Inserting into large MySQL table without auto-increment primary key is very slow

Question

I've recently noticed a significant increase in the difference in time required to complete a simple INSERT statement. While these statements take about 11 milliseconds on average, they can sometimes take 10-30 seconds, and I've even noticed them taking more than 5 minutes to execute. MySQL version is 8.0.24, running on WindowsServer2016. As far as I know, the server's resources have never been overloaded. The server has ample CPU overhead available and 32GB of RAM allocated to it. This is the table I'm using: CREATETABLE`saved_segment

P粉022140576 · Answer

I'll go out on a limb with this answer.

Assumption

innodb_buffer_pool_size has a value slightly less than 20MB, and
1K selections per second arrive at random parts of the table, then

Systems have become I/O bound lately, as the "next" block required for the next Select is more and more often not cached in the buffer_pool.

The simple solution is to get more RAM and increase the setting of this tunable. But the table will only grow to the next limit you purchase.

Instead, here are some partial solutions.

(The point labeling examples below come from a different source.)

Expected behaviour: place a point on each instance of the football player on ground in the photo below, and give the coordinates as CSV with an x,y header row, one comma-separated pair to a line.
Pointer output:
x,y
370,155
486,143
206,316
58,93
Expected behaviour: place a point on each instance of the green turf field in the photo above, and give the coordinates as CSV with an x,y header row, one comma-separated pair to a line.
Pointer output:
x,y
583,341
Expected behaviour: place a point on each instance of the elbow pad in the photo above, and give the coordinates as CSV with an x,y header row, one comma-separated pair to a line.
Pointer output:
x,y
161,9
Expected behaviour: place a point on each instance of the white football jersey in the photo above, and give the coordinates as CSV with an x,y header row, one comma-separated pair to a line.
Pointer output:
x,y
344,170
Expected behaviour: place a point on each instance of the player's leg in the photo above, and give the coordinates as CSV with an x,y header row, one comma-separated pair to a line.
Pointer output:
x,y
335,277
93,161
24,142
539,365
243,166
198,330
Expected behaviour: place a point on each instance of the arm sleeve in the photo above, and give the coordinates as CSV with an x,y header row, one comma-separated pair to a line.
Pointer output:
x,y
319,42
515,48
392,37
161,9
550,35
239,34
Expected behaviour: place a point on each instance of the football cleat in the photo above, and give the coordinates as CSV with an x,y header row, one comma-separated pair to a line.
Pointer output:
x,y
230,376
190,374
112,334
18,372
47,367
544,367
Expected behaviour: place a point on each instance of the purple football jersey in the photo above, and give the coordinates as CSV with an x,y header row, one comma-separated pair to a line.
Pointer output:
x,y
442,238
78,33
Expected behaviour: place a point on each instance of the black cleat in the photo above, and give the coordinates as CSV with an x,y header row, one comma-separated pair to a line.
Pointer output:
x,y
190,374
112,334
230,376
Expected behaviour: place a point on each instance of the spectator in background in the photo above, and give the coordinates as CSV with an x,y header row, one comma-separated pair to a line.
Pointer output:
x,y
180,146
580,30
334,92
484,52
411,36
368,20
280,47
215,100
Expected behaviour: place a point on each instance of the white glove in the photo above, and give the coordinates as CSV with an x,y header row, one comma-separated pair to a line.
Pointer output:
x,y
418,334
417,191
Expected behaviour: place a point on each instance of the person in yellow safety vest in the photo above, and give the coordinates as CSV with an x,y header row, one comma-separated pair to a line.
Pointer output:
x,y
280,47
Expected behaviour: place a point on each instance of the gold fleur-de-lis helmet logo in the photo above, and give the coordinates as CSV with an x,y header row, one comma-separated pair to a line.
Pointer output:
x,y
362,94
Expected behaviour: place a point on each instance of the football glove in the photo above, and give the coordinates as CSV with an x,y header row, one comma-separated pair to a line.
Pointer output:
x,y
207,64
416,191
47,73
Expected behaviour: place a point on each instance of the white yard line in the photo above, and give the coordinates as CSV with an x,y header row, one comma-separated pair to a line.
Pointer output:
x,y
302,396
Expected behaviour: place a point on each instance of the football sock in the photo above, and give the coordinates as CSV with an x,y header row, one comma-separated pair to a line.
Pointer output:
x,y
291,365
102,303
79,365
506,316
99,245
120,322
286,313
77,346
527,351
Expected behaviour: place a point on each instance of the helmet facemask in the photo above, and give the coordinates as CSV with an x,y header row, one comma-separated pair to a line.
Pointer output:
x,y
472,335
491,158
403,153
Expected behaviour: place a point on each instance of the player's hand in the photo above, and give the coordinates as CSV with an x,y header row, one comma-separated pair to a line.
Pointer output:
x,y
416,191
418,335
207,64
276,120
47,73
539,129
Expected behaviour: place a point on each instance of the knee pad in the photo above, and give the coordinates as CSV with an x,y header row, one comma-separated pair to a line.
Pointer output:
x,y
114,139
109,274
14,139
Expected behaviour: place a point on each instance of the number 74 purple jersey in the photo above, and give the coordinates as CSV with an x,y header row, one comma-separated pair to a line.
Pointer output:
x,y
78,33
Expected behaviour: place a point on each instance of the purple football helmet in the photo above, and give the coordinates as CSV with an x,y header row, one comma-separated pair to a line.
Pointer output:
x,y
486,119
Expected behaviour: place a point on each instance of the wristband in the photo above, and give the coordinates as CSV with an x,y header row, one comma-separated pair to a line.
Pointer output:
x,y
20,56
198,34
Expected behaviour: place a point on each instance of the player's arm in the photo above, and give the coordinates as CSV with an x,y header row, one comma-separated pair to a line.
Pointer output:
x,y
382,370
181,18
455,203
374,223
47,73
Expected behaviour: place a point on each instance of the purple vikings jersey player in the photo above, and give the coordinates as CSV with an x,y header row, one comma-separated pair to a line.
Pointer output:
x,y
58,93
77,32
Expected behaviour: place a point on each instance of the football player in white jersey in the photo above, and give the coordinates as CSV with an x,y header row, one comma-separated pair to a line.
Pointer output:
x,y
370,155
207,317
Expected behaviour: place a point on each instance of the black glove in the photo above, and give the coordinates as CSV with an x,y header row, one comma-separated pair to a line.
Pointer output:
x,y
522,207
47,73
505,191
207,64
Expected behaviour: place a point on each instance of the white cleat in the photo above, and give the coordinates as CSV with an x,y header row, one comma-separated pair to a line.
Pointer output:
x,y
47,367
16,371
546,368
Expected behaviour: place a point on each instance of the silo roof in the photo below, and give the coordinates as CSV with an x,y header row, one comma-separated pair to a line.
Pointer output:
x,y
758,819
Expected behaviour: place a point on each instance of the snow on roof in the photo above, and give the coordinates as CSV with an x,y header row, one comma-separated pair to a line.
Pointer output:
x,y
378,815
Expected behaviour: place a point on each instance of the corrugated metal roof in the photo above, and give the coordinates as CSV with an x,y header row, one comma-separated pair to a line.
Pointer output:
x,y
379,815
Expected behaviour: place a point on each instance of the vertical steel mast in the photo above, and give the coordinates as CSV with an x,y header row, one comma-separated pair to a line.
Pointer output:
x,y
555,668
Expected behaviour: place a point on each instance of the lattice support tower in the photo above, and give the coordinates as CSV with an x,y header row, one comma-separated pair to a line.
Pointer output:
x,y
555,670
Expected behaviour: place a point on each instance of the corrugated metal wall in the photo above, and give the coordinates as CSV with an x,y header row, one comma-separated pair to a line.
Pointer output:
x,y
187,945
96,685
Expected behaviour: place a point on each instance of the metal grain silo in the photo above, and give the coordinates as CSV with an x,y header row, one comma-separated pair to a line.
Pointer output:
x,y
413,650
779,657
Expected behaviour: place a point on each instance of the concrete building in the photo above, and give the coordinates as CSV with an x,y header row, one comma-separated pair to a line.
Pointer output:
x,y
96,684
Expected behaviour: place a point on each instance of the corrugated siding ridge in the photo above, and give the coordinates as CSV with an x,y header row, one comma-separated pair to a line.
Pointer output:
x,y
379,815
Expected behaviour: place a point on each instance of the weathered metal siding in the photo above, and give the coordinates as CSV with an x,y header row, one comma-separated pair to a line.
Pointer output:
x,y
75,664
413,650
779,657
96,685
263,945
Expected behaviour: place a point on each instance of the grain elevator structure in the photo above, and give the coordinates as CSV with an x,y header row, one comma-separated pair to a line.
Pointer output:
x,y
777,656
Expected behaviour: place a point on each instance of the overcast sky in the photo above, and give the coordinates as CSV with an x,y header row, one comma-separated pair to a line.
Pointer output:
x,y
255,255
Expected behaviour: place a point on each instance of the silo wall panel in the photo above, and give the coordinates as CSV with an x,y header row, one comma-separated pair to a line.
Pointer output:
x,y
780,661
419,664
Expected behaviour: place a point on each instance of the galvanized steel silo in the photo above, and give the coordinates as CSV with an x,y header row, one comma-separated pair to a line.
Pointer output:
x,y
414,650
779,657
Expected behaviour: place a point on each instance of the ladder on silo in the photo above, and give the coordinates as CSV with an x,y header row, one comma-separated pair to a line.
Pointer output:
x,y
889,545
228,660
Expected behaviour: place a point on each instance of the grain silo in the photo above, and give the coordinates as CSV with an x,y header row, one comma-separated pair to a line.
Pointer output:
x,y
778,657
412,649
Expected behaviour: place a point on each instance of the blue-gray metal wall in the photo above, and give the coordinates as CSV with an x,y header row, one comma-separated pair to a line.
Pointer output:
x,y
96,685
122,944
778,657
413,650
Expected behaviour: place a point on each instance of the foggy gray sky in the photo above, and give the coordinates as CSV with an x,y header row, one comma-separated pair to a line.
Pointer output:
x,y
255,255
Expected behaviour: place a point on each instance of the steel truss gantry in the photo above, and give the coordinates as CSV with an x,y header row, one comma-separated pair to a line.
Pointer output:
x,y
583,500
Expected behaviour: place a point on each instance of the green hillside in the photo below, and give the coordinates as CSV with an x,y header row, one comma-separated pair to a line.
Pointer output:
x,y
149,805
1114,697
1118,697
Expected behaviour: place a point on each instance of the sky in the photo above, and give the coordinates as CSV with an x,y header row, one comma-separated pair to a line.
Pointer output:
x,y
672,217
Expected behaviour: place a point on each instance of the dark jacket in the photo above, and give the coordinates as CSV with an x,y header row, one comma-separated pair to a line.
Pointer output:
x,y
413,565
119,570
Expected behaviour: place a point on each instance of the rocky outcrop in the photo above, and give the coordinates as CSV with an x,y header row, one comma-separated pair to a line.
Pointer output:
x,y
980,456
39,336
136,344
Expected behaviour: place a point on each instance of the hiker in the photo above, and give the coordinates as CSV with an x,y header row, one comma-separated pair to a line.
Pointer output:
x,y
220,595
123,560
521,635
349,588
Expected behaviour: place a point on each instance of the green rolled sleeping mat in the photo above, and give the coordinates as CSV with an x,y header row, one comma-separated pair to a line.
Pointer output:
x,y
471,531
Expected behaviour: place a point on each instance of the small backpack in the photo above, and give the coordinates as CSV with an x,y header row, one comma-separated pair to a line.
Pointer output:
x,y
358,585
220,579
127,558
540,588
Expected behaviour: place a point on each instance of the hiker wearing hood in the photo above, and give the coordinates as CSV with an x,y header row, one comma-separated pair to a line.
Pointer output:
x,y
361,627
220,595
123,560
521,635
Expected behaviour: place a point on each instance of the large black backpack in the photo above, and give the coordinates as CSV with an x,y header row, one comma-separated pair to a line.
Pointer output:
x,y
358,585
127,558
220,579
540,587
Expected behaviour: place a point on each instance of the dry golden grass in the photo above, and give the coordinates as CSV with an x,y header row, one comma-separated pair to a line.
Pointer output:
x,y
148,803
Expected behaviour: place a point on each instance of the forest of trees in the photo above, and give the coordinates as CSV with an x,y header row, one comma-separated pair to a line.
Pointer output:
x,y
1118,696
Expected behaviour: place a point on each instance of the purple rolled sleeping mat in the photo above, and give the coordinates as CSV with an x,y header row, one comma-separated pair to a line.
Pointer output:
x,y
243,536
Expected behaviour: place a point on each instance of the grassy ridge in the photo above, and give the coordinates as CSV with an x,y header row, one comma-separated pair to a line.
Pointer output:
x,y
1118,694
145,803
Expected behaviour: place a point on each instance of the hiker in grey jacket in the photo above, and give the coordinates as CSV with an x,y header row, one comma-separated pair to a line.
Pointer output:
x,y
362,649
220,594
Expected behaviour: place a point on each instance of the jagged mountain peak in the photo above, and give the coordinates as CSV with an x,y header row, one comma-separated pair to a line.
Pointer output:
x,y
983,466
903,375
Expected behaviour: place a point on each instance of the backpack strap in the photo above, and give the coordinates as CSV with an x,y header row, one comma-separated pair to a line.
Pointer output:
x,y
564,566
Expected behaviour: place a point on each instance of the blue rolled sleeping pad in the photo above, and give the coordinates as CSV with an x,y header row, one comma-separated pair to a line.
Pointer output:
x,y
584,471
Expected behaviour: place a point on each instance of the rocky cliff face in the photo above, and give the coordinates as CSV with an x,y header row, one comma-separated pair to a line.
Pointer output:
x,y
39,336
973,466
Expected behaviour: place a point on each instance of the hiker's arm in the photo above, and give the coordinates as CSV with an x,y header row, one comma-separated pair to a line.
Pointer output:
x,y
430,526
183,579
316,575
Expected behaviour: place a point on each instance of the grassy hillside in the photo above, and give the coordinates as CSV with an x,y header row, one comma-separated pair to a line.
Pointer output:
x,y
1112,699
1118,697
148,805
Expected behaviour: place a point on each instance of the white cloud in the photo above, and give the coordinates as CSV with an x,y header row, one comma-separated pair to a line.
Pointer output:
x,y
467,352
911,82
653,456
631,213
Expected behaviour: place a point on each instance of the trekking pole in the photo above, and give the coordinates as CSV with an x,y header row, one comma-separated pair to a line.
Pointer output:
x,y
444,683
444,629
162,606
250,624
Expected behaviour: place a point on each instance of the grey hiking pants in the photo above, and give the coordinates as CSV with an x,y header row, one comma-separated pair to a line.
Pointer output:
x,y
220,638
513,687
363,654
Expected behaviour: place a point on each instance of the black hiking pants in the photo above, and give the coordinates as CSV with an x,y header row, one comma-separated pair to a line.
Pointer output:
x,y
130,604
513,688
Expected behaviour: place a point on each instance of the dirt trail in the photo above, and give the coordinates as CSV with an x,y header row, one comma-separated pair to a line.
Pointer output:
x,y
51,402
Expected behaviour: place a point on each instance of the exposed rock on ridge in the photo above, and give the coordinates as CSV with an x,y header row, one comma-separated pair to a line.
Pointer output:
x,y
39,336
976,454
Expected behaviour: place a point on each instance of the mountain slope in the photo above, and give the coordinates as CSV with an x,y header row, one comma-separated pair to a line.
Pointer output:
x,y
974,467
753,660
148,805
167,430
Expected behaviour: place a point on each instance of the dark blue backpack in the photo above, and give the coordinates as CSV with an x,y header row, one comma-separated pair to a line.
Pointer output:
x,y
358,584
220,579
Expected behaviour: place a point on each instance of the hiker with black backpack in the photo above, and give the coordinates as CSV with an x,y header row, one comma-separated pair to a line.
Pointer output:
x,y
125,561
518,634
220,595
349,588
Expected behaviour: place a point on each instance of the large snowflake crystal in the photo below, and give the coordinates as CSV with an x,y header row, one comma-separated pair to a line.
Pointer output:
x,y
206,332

If the numbers are not too large, the first two columns may be INT UNSIGNED (4 bytes instead of 8), or even MEDIUMINT UNSIGNED (3 bytes) . Note that ALTER TABLE will lock the table for a long time.
These start and end times look like timestamps with fractional seconds and are always ".000". DATETIME and TIMESTAMP take 5 bytes (instead of 8 bytes).
Your example shows an elapsed time of 0. If (end-start) is typically very small, storing the elapsed time instead of the end time will further shrink the data. (But using an end time can make things confusing).
The sample data you provided looks "continuous". This is about as efficient as auto-increment. Is this the norm? If not, the INSERT may be part of the I/O thrashing.
You suggest adding artificial intelligence as well as secondary indexes, which doubles the work of inserting; so I don't recommend it.

More

Yes, that is the case.

Putting this as INDEX, or better yet, as the beginning of PRIMARY KEY will give you the best help with both of your queries:

(recording_id, index)

reply:

SELECT  TRUE
FROM    saved_segment
WHERE   recording_id = ? AND `index` = ?

If it is used to control some other SQL, consider adding it to the other SQL:

... EXISTS ( SELECT 1
        FROM    saved_segment
        WHERE   recording_id = ? AND `index` = ? ) ...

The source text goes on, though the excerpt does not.